Tuesday, November 23, 2010

Heavenly Mother ?!

I was at Starbucks at Metrotown mall a few hours ago, feeling the need for a hot chocolate after having made it out for my driving lesson in -10 degree weather. So I'd decided to sit down in the foyer, sip for a bit and get warm before going back outside to catch the Skytrain home. While I was sitting there, this well-dressed chap holding an iPhone came up to me, asking if he could give me a presentation for some 'homework' he was doing for his church. Curious at being approached by an apparent Christian and wondering if he was doing some kind of evangelism with his iPhone, I agreed. He started off by telling me that the earthly reality that we see in this life is a shadow of things in heaven, which is the true reality.

Things were going fine until the I saw the first slide of the presentation at the end of his first sentence. I inquired which church he went to, which I shall leave unnamed. I guess they didn't go in the direction he was expecting after that.

It was the picture on the first slide that didn't seem right.
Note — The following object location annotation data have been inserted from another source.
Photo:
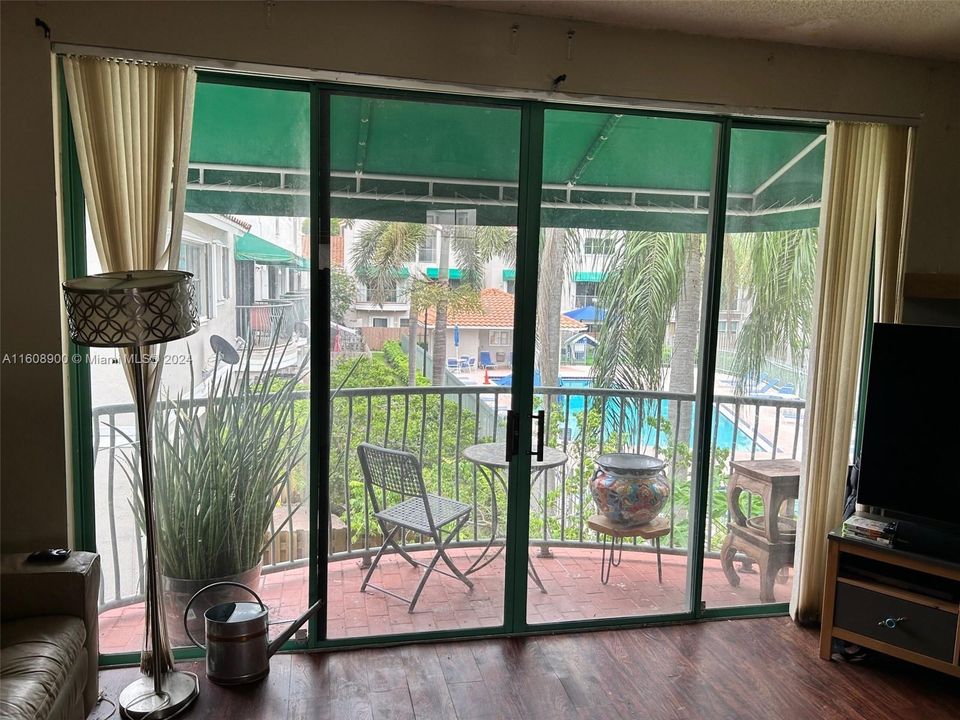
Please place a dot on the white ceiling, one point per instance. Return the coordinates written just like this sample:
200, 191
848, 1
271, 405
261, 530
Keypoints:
916, 28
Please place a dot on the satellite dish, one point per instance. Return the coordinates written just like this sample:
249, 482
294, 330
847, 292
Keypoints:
225, 349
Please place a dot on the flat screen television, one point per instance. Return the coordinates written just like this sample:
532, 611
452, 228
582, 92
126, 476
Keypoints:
910, 456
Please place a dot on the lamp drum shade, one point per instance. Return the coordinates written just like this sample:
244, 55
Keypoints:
136, 307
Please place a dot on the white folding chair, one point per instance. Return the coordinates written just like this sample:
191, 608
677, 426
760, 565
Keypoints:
395, 471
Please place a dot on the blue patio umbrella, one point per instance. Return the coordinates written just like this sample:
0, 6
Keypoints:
587, 314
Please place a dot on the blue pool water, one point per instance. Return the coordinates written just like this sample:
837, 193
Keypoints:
722, 423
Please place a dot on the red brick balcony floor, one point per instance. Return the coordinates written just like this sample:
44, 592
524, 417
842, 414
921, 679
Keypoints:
571, 578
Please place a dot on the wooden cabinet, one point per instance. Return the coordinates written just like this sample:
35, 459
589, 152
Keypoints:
895, 602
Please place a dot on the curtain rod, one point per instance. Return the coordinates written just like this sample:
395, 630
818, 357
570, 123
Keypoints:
451, 88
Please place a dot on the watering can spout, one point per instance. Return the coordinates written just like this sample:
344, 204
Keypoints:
294, 626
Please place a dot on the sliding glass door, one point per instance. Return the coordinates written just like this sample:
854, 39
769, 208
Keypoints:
624, 222
232, 417
764, 318
423, 201
484, 258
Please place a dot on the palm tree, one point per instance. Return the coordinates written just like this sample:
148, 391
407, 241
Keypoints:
641, 284
384, 249
379, 257
654, 275
559, 248
780, 280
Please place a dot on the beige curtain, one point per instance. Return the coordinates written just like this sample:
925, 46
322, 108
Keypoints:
132, 123
892, 220
866, 166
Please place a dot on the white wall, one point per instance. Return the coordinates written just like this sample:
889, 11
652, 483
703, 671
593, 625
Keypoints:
405, 40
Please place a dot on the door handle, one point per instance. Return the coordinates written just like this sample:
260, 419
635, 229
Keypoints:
513, 434
541, 432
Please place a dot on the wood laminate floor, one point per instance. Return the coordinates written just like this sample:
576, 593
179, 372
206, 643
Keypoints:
761, 669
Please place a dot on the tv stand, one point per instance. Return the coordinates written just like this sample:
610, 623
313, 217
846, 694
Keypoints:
895, 602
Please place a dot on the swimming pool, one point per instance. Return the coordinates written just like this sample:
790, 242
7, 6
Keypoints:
722, 426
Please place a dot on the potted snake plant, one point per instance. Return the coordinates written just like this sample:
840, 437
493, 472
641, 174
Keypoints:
222, 464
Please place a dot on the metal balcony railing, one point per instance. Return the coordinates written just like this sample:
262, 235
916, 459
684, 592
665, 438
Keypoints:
437, 423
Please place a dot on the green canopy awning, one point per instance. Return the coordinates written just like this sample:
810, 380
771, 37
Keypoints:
400, 273
434, 273
397, 160
263, 252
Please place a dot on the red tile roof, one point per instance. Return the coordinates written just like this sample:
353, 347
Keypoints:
234, 219
496, 312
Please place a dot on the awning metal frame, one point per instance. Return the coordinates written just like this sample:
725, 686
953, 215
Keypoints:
502, 192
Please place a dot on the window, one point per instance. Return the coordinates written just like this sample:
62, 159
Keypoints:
394, 293
194, 258
586, 293
223, 287
427, 252
598, 246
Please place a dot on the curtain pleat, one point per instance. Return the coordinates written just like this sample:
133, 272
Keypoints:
864, 191
892, 221
132, 124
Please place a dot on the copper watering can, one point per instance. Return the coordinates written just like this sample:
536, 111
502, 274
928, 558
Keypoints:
237, 648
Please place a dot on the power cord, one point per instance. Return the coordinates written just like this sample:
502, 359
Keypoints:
102, 697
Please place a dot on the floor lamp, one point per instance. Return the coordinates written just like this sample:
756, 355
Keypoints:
133, 310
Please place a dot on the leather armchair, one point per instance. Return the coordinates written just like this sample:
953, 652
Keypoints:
49, 636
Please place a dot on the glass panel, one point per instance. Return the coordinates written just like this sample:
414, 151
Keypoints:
766, 306
233, 505
421, 344
624, 218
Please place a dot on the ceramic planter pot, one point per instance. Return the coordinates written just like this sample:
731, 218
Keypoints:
629, 489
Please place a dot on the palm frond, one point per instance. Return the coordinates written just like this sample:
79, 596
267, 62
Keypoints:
382, 251
641, 283
782, 269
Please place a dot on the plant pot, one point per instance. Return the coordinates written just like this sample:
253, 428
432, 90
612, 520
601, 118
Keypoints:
628, 488
178, 591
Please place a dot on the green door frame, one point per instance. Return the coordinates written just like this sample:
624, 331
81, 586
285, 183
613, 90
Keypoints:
530, 183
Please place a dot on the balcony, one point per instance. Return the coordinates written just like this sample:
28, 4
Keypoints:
437, 423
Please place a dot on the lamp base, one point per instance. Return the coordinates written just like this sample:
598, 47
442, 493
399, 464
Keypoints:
138, 701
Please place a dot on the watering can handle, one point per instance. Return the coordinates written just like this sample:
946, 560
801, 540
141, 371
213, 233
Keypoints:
202, 590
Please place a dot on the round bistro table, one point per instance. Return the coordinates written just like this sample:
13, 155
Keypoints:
490, 459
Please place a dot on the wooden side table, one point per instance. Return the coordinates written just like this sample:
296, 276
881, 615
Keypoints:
653, 530
769, 538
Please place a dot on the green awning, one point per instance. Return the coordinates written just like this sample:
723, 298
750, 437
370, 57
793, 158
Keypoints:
398, 159
263, 252
400, 273
434, 273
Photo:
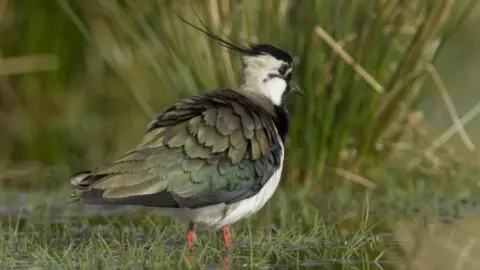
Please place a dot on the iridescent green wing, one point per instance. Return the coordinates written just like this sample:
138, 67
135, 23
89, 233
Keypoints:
214, 148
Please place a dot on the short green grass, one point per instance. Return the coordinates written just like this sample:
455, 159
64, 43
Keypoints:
46, 237
296, 230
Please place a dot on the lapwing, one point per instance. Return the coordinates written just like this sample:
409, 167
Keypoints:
211, 159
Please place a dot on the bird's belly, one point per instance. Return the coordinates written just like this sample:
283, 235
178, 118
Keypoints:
219, 215
245, 208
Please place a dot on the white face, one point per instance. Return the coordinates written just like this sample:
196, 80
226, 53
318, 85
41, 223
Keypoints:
263, 73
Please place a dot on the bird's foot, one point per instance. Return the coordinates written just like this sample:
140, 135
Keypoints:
191, 236
226, 236
228, 244
191, 240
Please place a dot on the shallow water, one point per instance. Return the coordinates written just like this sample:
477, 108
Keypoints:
137, 237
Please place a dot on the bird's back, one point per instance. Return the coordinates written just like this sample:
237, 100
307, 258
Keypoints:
218, 147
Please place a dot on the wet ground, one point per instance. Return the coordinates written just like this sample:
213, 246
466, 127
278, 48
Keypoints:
46, 232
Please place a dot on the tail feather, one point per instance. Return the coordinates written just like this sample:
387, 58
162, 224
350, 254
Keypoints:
83, 179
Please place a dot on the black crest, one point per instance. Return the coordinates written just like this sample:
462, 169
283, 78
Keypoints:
272, 50
252, 49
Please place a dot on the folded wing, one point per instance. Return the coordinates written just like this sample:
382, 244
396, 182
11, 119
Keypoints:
213, 148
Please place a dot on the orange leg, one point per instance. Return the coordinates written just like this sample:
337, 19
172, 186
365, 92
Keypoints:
191, 236
228, 244
226, 236
191, 240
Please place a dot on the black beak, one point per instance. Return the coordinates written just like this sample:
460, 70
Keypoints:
294, 88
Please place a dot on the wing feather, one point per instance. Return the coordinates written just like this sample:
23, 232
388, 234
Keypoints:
213, 148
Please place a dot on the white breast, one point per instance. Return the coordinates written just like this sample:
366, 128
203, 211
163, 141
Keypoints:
217, 216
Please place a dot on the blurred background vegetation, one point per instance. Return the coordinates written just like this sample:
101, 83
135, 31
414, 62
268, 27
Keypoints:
387, 81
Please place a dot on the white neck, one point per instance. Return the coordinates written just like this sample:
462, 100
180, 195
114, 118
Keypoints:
256, 79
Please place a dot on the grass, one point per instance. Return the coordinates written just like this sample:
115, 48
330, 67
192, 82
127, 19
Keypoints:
81, 94
55, 236
344, 230
120, 63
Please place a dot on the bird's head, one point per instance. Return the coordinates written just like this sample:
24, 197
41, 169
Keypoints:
267, 69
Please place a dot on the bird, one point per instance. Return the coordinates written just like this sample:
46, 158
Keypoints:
211, 159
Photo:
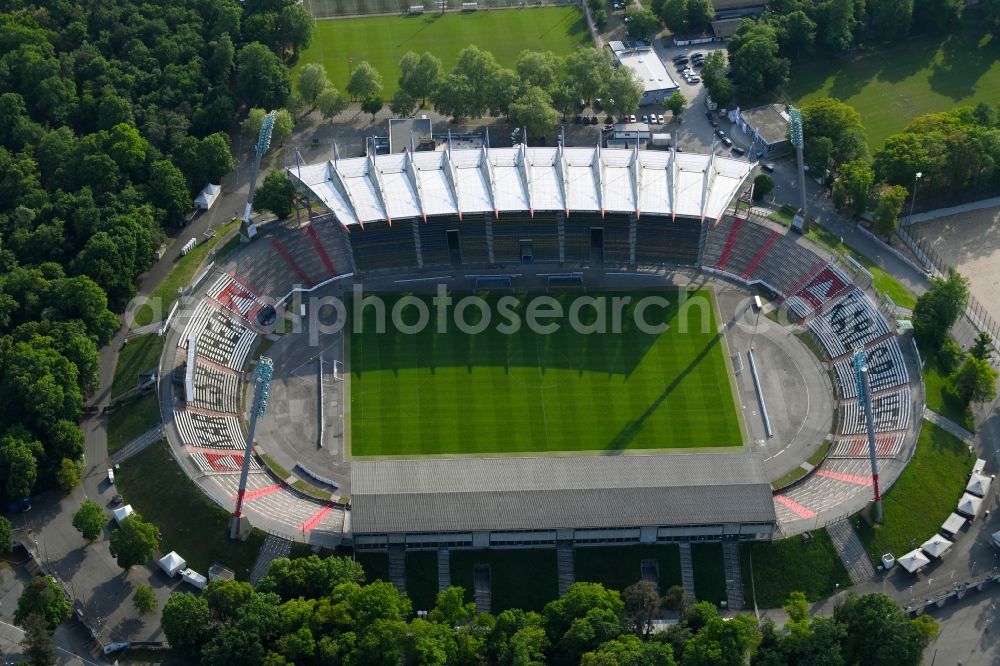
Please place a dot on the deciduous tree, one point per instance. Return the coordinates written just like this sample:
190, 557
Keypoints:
89, 520
134, 541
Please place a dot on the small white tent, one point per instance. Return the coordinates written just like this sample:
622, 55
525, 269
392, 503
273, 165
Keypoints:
207, 196
954, 523
192, 577
970, 505
913, 561
979, 485
936, 546
172, 563
123, 512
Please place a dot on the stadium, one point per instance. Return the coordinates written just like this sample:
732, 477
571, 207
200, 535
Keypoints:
393, 442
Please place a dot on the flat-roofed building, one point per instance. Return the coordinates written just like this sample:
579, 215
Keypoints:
657, 84
767, 126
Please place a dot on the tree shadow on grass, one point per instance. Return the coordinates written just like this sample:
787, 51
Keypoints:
966, 57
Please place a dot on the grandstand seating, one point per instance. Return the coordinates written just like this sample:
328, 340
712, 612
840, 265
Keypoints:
472, 240
747, 245
887, 445
209, 431
660, 240
215, 390
716, 238
224, 463
380, 245
886, 369
236, 295
851, 322
510, 229
822, 288
890, 412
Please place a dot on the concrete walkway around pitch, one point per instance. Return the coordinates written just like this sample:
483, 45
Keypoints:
949, 425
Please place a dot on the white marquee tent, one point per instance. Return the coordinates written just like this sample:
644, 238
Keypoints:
979, 485
207, 196
970, 505
171, 563
122, 512
936, 546
913, 561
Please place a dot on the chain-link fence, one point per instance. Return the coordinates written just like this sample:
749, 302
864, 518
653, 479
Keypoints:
343, 8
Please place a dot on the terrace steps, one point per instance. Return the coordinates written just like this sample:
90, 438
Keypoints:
397, 567
687, 570
565, 565
444, 569
734, 577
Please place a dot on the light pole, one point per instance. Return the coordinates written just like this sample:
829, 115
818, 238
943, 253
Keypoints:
917, 176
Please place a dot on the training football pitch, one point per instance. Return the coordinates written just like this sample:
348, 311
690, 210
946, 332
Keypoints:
341, 44
522, 391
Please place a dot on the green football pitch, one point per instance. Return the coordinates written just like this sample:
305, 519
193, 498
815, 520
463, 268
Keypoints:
382, 40
496, 391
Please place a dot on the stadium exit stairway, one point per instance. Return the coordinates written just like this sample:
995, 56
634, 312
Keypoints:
687, 570
734, 577
565, 565
397, 567
444, 569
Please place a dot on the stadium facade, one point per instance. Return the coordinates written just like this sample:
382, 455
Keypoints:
496, 208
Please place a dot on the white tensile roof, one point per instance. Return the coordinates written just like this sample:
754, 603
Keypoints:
913, 560
478, 180
936, 545
979, 485
171, 563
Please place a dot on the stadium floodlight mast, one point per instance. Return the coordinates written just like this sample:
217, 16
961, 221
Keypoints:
247, 229
262, 391
798, 140
860, 363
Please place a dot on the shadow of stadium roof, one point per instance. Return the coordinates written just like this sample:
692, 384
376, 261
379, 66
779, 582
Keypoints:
473, 494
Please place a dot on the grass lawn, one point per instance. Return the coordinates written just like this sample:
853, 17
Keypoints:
523, 579
382, 40
142, 353
376, 565
421, 578
190, 523
891, 84
924, 495
454, 392
940, 400
618, 567
131, 420
709, 572
790, 565
183, 272
883, 281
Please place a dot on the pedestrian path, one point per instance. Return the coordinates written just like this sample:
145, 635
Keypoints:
272, 548
949, 425
852, 552
138, 444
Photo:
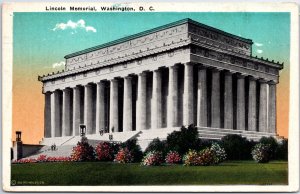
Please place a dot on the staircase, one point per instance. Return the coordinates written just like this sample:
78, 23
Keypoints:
144, 137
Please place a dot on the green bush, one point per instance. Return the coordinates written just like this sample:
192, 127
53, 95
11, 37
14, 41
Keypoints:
83, 151
183, 140
158, 146
134, 149
282, 151
220, 154
261, 153
272, 142
237, 147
The lower half depicted an 'earthly' family with a father, mother brother and sister. The upper half showed a corresponding diagram of a 'heavenly family' with a corresponding Heavenly Father, Heavenly Mother, Heavenly Brother and Heavenly Sister. The Heavenly Mother entity had a question mark above it, implying that we needed to figure out who this was. 'Heavenly Mother? What the...', I thought. Things didn't make sense and a little bell in the back of the head was beginning to tinkle.

It ramped up from there in the next two or three slides. He attempted to stitch together Revelation 22:17, 21:2, 21:9-11 and Galatians 4:26 to make his case that the church is the Bride and therefore the entity that corresponds to the Heavenly Mother in the first slide. By this time, the tinkle had turned into a fire alarm and things were feeling distinctly uncomfortable, so I hit the brakes and asked him to explain how he arrived at his conclusions.

When we got to the root of the issue after a lot of back-and-forth inquiry, it really emerged from his understanding of God as the Trinity. He didn't believe that there were three distinct persons in the Godhead, but just one being adopting different roles, putting on different 'masks' as a Father, then Son and finally Spirit at different points in the recorded history of the Bible. Since there was only a monad in the entity of the Heavenly Father, he could comfortably assume the 'Bride' to correspond to the Heavenly Mother in his family diagram.

I don't remember too much of the conversation after that. However, the more we conversed, it turned out that he interpreted various parts of scripture to mean among other things, that:

  • God was male and female in nature, as inferred from Genesis 1:26-27
  • Christ would appear again in His original earthly body at the time of His second coming
  • The 'baptism' Christ was referring to in Luke 12:49-50 referred to Him coming again as the Holy Spirit at Pentecost
  • There were 'Feasts of God' that Christians should observe post-Cross and Resurrection, such as the Passover, Pentecost and others
  • Passover in the Old Testament corresponds to the Lord's Supper in the New Testament
  • It shouldn't be called 'Communion' because it was a man-made word not found in the Bible
  • It should only be observed once a year at a specific date, because Passover was celebrated in the OT only once a year

There was a whole lot more we could have talked about, but it was past noon and I had to go home and get on with my day. On the ride home, I reflected on how so much could go wrong in doctrine, interpretation of scripture and ultimately the outworkings in practical life with one wrong assumption.

The triune God forms the core of the Christian faith around which any framework of doctrine is built. Discrediting and eliminating the existence, evidence and implications of the Trinity means that one really has no 'Gospel' to share and no good news to tell, because the "God" being talked about is a phony; we're not even talking about the real Person anymore.